僕は小箱から指輪を取ると真琴の左手の薬指にはめた。けれど・・・。
「あれ?真琴の身体が細くなったと思ったけど、これ痩せすぎだよ」
指輪は関節も何も引っかかることなくゆるゆるのがばがば。
どんだけ痩せちゃったの?!
「最近悪阻であまり食べられなかったから・・・」
何気に視線を外しながらそういうけど・・・。
「いや、悪阻のせいじゃないよ。発情期の時もかなり痩せたって思ったもの。その時から更に痩せちゃったってことでしょ?」
悪阻の前には既に痩せすぎなくらい痩せてたのに気づいていた。
真琴は年のせいとか環境が変わったとかごにょごにょ言ってるけど、そんな理由じゃないよね?辛くてごはん食べられなかったんでしょ?
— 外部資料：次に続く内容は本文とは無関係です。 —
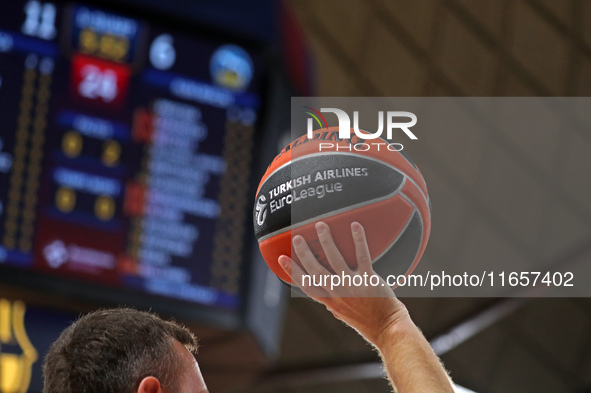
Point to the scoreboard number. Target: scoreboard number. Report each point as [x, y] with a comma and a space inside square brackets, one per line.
[39, 20]
[97, 83]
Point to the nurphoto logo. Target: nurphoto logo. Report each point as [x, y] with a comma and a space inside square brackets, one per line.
[392, 122]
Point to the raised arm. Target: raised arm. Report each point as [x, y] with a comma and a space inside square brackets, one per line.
[373, 311]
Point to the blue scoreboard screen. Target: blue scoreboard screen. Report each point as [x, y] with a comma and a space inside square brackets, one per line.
[125, 152]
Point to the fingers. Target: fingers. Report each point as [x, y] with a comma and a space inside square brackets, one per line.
[335, 259]
[361, 248]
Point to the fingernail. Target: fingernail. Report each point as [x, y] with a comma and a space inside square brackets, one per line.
[320, 228]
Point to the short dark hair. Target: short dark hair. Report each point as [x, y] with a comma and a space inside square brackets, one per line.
[111, 351]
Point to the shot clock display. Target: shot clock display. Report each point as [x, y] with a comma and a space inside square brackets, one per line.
[125, 152]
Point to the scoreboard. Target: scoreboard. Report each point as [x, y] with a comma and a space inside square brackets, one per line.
[125, 152]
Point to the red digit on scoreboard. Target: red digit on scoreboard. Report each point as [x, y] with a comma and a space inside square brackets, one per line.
[99, 81]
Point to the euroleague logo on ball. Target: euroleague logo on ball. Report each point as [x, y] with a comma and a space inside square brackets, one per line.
[261, 210]
[364, 135]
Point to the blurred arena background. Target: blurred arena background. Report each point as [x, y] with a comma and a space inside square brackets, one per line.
[494, 195]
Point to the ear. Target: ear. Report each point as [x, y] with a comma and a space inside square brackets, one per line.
[150, 385]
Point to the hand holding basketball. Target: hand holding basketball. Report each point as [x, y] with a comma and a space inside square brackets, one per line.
[370, 309]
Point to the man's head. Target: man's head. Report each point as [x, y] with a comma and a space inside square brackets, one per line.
[123, 351]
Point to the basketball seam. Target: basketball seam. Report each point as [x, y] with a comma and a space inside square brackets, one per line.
[422, 230]
[348, 154]
[335, 212]
[392, 243]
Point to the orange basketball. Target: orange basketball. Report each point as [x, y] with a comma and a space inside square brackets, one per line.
[338, 182]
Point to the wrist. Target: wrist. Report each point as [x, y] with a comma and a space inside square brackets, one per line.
[397, 324]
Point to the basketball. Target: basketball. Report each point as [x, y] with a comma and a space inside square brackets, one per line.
[324, 178]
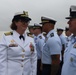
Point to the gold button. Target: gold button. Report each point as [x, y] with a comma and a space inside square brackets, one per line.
[22, 56]
[23, 50]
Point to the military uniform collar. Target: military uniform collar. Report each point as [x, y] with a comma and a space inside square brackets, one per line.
[17, 34]
[51, 31]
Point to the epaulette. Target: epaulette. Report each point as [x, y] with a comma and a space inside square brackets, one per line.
[30, 35]
[40, 37]
[8, 33]
[52, 34]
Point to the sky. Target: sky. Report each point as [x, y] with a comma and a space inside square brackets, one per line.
[55, 9]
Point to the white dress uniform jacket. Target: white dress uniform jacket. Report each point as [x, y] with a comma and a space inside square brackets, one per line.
[39, 41]
[16, 57]
[52, 46]
[69, 66]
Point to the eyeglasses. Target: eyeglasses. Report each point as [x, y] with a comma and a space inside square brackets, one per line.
[24, 22]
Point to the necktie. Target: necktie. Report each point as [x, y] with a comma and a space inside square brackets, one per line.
[21, 36]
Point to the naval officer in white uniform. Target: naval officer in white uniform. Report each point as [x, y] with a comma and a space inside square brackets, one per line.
[69, 66]
[51, 49]
[17, 50]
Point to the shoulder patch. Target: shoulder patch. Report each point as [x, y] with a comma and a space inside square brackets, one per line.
[8, 33]
[40, 37]
[52, 34]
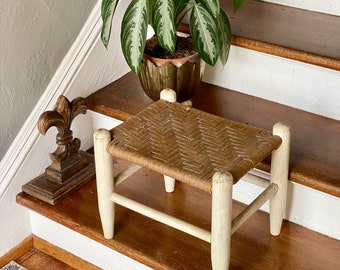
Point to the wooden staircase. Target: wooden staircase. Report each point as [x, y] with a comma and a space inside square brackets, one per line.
[278, 31]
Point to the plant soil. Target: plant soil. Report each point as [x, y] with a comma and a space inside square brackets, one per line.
[184, 48]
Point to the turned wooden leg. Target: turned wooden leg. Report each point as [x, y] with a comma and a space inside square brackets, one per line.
[168, 95]
[105, 183]
[221, 220]
[279, 176]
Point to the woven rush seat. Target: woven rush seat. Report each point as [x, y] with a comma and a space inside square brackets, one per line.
[190, 145]
[200, 149]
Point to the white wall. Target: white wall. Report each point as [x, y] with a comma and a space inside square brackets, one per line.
[324, 6]
[86, 67]
[35, 36]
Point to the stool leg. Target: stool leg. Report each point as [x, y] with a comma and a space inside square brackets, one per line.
[279, 176]
[104, 178]
[221, 220]
[168, 95]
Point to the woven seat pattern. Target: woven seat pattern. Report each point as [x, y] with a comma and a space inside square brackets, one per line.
[190, 145]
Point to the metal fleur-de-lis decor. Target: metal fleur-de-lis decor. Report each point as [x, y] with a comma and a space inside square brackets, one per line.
[62, 116]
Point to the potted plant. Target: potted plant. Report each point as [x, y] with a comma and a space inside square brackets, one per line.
[210, 39]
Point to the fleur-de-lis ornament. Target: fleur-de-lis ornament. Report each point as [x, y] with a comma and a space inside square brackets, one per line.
[66, 154]
[70, 168]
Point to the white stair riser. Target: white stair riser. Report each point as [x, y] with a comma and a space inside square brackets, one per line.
[292, 83]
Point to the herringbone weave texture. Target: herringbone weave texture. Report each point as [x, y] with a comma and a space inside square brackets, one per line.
[190, 145]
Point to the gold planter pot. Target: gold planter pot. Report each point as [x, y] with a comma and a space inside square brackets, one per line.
[184, 78]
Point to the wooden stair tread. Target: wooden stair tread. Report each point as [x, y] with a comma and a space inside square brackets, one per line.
[162, 247]
[315, 155]
[293, 33]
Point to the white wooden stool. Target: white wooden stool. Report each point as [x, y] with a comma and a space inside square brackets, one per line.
[202, 150]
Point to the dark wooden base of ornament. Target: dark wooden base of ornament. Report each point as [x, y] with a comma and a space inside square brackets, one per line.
[52, 192]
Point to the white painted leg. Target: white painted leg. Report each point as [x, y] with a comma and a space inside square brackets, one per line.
[105, 183]
[279, 176]
[168, 95]
[222, 185]
[169, 183]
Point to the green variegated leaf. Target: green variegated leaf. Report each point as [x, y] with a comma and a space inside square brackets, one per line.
[237, 4]
[204, 33]
[133, 33]
[107, 11]
[180, 6]
[213, 6]
[164, 23]
[225, 36]
[150, 19]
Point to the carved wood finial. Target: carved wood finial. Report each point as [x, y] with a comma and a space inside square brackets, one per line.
[62, 117]
[70, 168]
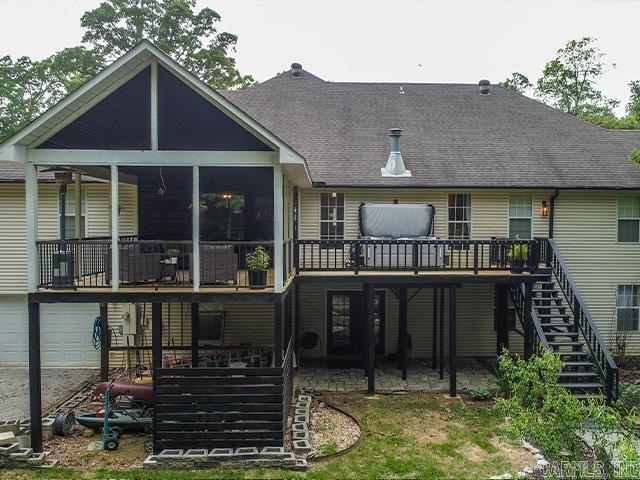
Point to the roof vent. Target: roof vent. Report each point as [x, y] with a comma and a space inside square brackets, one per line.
[296, 70]
[395, 165]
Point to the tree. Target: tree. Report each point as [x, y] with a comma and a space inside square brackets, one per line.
[518, 83]
[568, 81]
[189, 36]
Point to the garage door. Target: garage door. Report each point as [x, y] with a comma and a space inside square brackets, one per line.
[66, 331]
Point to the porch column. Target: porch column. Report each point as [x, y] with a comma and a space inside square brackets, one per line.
[402, 314]
[452, 340]
[277, 325]
[195, 231]
[278, 228]
[31, 192]
[35, 377]
[115, 251]
[369, 302]
[502, 317]
[195, 335]
[104, 342]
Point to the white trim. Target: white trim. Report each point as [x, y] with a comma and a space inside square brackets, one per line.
[154, 105]
[115, 251]
[148, 158]
[277, 228]
[195, 231]
[31, 193]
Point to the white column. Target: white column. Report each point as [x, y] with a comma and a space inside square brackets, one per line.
[115, 252]
[278, 223]
[31, 192]
[195, 231]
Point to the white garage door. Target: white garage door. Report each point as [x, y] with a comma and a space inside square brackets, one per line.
[66, 331]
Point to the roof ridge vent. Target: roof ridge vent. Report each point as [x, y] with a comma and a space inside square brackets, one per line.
[395, 165]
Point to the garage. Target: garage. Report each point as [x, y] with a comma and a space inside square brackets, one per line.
[66, 334]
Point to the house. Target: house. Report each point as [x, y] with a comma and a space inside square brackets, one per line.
[529, 226]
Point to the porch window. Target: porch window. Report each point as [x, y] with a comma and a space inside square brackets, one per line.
[520, 216]
[459, 219]
[331, 216]
[70, 213]
[629, 219]
[627, 307]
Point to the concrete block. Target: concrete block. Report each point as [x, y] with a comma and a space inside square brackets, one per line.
[302, 446]
[245, 453]
[220, 454]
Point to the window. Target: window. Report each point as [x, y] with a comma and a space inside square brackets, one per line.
[520, 215]
[70, 213]
[629, 219]
[627, 307]
[459, 226]
[331, 216]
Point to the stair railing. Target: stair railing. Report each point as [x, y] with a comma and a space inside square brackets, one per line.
[606, 365]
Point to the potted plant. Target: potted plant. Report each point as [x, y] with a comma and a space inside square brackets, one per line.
[172, 254]
[518, 254]
[257, 264]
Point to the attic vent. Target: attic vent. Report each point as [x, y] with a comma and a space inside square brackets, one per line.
[296, 70]
[395, 165]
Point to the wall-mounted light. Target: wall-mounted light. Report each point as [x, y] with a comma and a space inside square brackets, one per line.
[545, 208]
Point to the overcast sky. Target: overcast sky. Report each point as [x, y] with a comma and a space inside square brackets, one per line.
[379, 40]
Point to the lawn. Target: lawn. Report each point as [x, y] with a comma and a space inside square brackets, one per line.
[404, 436]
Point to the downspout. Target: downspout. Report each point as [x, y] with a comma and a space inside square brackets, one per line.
[552, 204]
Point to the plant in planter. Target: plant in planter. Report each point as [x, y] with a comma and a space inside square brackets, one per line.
[258, 263]
[172, 254]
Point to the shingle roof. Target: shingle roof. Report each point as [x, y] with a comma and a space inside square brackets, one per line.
[452, 135]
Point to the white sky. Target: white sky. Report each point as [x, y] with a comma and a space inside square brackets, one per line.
[380, 40]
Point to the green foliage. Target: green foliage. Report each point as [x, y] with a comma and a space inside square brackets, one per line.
[568, 81]
[258, 259]
[481, 394]
[518, 83]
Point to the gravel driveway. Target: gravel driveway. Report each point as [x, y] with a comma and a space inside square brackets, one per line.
[57, 385]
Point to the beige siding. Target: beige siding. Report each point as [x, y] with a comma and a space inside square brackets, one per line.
[586, 234]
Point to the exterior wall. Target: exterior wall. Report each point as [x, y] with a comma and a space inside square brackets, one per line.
[585, 230]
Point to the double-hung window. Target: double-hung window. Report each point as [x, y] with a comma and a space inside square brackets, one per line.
[629, 219]
[627, 307]
[331, 216]
[459, 216]
[520, 216]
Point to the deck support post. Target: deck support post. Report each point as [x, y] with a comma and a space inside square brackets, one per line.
[403, 306]
[104, 342]
[452, 340]
[369, 301]
[195, 335]
[35, 377]
[502, 317]
[434, 340]
[277, 323]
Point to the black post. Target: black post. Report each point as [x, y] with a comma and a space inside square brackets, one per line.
[441, 333]
[502, 317]
[104, 342]
[434, 346]
[369, 301]
[277, 324]
[195, 335]
[452, 340]
[403, 304]
[35, 377]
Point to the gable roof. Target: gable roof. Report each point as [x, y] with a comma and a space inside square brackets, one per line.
[452, 136]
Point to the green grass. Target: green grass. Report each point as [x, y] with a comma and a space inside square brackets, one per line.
[416, 435]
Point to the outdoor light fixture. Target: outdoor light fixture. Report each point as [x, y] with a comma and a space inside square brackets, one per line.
[545, 208]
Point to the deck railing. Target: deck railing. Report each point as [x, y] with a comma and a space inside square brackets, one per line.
[415, 255]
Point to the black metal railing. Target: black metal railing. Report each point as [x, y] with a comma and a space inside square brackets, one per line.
[605, 364]
[415, 255]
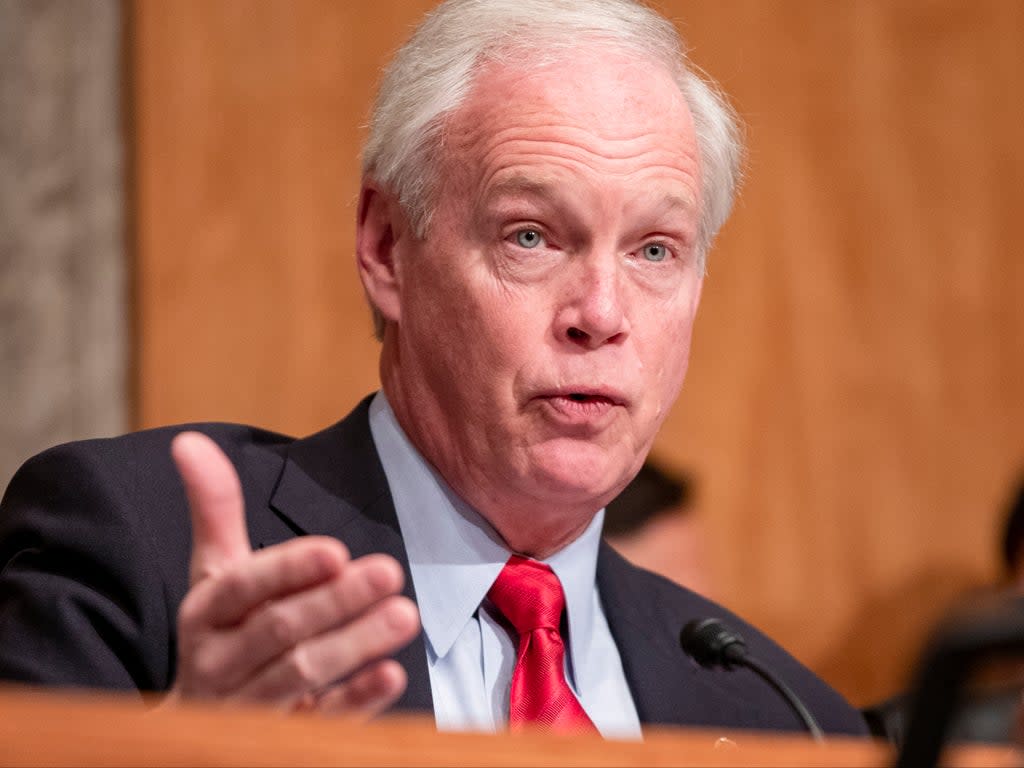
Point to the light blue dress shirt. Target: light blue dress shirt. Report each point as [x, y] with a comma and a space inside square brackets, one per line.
[455, 556]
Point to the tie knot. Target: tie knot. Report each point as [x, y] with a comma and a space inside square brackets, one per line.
[528, 594]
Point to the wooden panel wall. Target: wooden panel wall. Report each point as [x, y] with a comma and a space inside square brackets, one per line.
[854, 411]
そう思ってじっと真琴を見つめると、真琴は言いにくそうにぼそっと言った。
「当麻がいなくて、寂しくて食欲がなかったんだ」
てっきり心が辛くて・・・と言うと思っていたので、予想外のその言葉に嬉しくなる。でも、理由はどうあれ、痩せるのはだめ。
「悪阻はまだ続くのに、今からそれじゃ身体を壊しちゃうよ。それにお腹の赤ちゃんにも悪いよね。だからこれからずっと、僕がそばにいるよ」
「え?」
「今日からここに一緒に住むから」
僕がそばで真琴の生活をちゃんと管理するから。
一人暮らしをしてから料理だってできるようになったし。
でもその言葉に真琴は目を点にする。
「今日から?」
「いや?」
実はもうここに住む気満々で、家の方は引越しの準備も出来てるんだけど・・・。やっぱり今日からすぐというわけにはいかないか・・・。
いつならいいかな?
来週?
来月?
また離れるの嫌だな・・・。
もう逃げないって分かってるけど、ずっとこうして腕の中にいて欲しい。
そう思っていると、真琴があわてて首を横に振った。
「当麻が大変になっちゃうよ」
大変?なにが?と思ったけど、真琴は僕の仕事を心配してくれているらしい。
確かに電車だと特急が止まらないから一つ行ってから特急に乗り換えて、そこからさらに乗り換えてからの会社だけど・・・。